WASHINGTON — An order issued by NHTSA last week that requires companies to report crashes involving certain automated-driving technology is perhaps the biggest hint yet that the nation’s top highway safety agency is changing course under the Biden administration.
The order — served to 108 companies — requires manufacturers and operators of vehicles equipped with advanced driver-assistance systems or automated-driving systems to report to the agency crashes in which the system was engaged “during or immediately before the crash.”
The agency’s directive applies to vehicles equipped with Level 2 systems — those with driver-assist features such as lane-centering assistance and adaptive cruise control — and Level 3 to Level 5 self-driving systems, which are not yet available to consumers but are being tested and deployed in a limited scale on public roads.
“NHTSA is decidedly pivoting … from the general hands-off approach over the last several years,” said Tim Goodman, a partner in the transportation practice at Thompson Hine law firm in Washington. “It makes clear that, in NHTSA’s view, the landscape has shifted and the risks are evolving.”
The Alliance for Automotive Innovation — a group that represents most automakers in the U.S. as well as some suppliers and tech companies that are working on automated-driving tech — said last week it was reviewing the new reporting obligations.
“I’d be surprised if anybody felt like this was an intrusion or antagonistic in any way,” said Carla Bailo, CEO of the Center for Automotive Research in Ann Arbor, Mich. “But rather, it’s meant to kick off those discussions.”
Consumer advocacy and auto safety groups last week commended the agency’s action, which they said was “overdue.”
Advocates for Highway and Auto Safety — a consortium of consumer, public health and safety groups as well as insurance companies — said the order demonstrates the Biden administration is now taking “concrete steps.”

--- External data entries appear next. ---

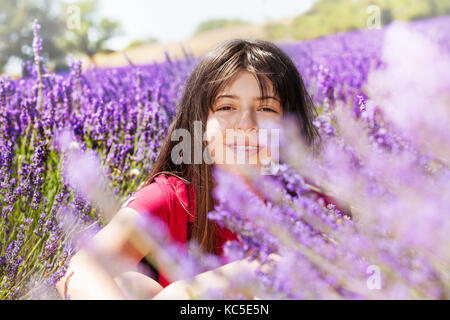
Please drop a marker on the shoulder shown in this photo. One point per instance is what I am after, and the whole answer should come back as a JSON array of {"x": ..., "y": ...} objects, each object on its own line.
[{"x": 159, "y": 197}]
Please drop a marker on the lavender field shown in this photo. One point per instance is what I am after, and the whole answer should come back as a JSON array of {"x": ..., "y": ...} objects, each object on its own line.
[{"x": 75, "y": 146}]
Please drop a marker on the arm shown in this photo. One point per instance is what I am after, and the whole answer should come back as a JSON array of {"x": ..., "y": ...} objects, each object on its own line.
[
  {"x": 216, "y": 279},
  {"x": 86, "y": 277}
]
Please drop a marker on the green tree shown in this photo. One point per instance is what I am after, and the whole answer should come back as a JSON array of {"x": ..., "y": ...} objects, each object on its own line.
[
  {"x": 16, "y": 35},
  {"x": 90, "y": 33},
  {"x": 217, "y": 24}
]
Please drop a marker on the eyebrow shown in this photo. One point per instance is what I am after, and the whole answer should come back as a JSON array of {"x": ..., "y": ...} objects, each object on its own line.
[{"x": 232, "y": 96}]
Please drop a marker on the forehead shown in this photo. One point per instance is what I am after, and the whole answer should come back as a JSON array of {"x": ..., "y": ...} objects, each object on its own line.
[{"x": 245, "y": 83}]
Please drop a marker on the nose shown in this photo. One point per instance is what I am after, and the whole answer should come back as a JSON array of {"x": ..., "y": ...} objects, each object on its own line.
[{"x": 247, "y": 121}]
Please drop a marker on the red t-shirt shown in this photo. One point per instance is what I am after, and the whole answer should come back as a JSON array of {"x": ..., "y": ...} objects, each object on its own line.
[{"x": 164, "y": 198}]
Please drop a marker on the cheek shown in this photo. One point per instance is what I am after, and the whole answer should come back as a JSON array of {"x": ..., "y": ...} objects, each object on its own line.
[{"x": 214, "y": 133}]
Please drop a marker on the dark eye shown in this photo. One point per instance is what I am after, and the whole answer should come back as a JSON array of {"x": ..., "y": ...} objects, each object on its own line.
[
  {"x": 266, "y": 109},
  {"x": 225, "y": 108}
]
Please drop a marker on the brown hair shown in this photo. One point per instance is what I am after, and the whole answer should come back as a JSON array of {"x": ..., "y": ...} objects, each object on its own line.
[{"x": 214, "y": 71}]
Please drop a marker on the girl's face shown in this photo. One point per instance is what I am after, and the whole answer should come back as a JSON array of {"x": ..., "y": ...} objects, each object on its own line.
[{"x": 233, "y": 128}]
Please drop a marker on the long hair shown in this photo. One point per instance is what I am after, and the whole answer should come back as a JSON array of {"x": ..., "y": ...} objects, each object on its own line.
[{"x": 213, "y": 72}]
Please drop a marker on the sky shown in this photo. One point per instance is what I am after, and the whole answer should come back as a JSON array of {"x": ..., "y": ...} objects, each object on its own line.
[{"x": 176, "y": 20}]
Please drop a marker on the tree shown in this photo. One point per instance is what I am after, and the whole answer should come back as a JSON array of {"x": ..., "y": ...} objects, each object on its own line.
[
  {"x": 16, "y": 35},
  {"x": 91, "y": 34}
]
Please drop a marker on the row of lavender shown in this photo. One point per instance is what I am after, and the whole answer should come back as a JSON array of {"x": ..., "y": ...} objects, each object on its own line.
[{"x": 121, "y": 115}]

“Voluntary guidelines, assessments or agreements with no mechanism to compel compliance are inadequate Band-Aids designed to fail,” the group said in emailed responses to Automotive News.
By mandating crash reporting, the group said, it keeps the Department of Transportation regularly informed and “clarifies that waiting for injuries and fatalities is not a viable path for development” of these technologies.
“Given the recent spate of accidents that we’ve seen with Tesla vehicles, I think it’s overdue that they’re taking a more active approach in gathering information about these … systems and how they’re actually functioning in the real world as opposed to just the test data,” said Sam Abuelsamid, a principal analyst who leads e-mobility research at Guidehouse Insights.
“If we see that the frequency of crashes where these systems are active is much higher than we previously believed,” he added, “then we can figure out how we deal with the challenge of educating consumers about the systems.”